NOR vs NAND Comparison Table
| Parameter | NOR Flash (SPI) | NAND Flash (Parallel) | eMMC |
|---|---|---|---|
| Typical density | 8 Mb – 2 Gb | 1 Gb – 16 Gb | 4 GB – 256 GB |
| Read speed | 40–133 MHz SPI | 20–50 MB/s | up to 400 MB/s |
| P/E endurance | 100,000 cycles | 60,000–100,000 (SLC) | 3,000 |
| Data retention | 100 years | 10 years | 5–10 years |
| XIP capable | Yes | No | No |
| ECC required | No (mild) | Yes (strong) | Built-in |
| Typical UAV use | Blackbox, XIP | High-density data | Payload storage |
Decision Guide
| Application | Recommended Memory | Why |
|---|---|---|
| Blackbox logging | SPI NOR (W25Q128JV) | Fast reads, high endurance, simple SPI |
| Flight controller firmware | Internal STM32 Flash | Integrated, no external BOM |
| Extended firmware (>1 MB) | SPI NOR (W25Q256JV) | XIP capable, large density |
| Map/terrain database | NAND Flash or eMMC | High capacity, write-rare |
| Autonomous imagery buffer | eMMC or SD card | Massive capacity |
Frequently Asked Questions
SD cards use MLC/TLC NAND with built-in wear-leveling but are not ideal for blackbox logging due to higher failure rate in high-vibration environments, slower initialization (300–500 ms vs. NOR's <1 ms), and mechanical connector reliability issues.

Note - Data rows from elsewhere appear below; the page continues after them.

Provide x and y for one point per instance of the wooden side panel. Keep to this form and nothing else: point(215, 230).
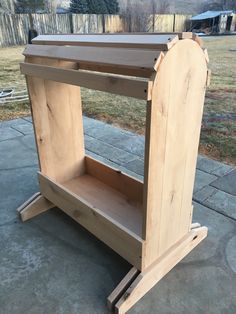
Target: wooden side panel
point(57, 118)
point(173, 128)
point(115, 235)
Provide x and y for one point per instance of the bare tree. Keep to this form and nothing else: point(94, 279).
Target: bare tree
point(7, 6)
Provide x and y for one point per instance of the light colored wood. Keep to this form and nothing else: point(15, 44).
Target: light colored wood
point(122, 287)
point(195, 225)
point(206, 55)
point(90, 57)
point(107, 83)
point(152, 41)
point(149, 224)
point(57, 118)
point(172, 137)
point(118, 237)
point(131, 187)
point(150, 277)
point(35, 206)
point(110, 201)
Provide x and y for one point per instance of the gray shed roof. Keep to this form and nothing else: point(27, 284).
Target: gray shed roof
point(209, 15)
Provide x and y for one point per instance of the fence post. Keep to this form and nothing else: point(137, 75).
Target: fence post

For most UAV blackbox logging applications, SPI NOR Flash's internal data integrity is sufficient. However, for flight-critical firmware storage or long-duration high-temperature operation, adding a light BCH ECC (4-bit per 256 bytes) is recommended.
W25Q128JV operates at 2.7–3.6 V (~10 mA), while W25Q128FV has a wider voltage range (1.65–3.6 V, ideal for battery-powered). Both are 128 Mb, 104 MHz Quad SPI.
A simple wear-leveling approach: use a circular buffer across multiple sectors, rotating writes. Betaflight uses a Translation Layer that maps logical block addresses to physical addresses, distributing writes evenly.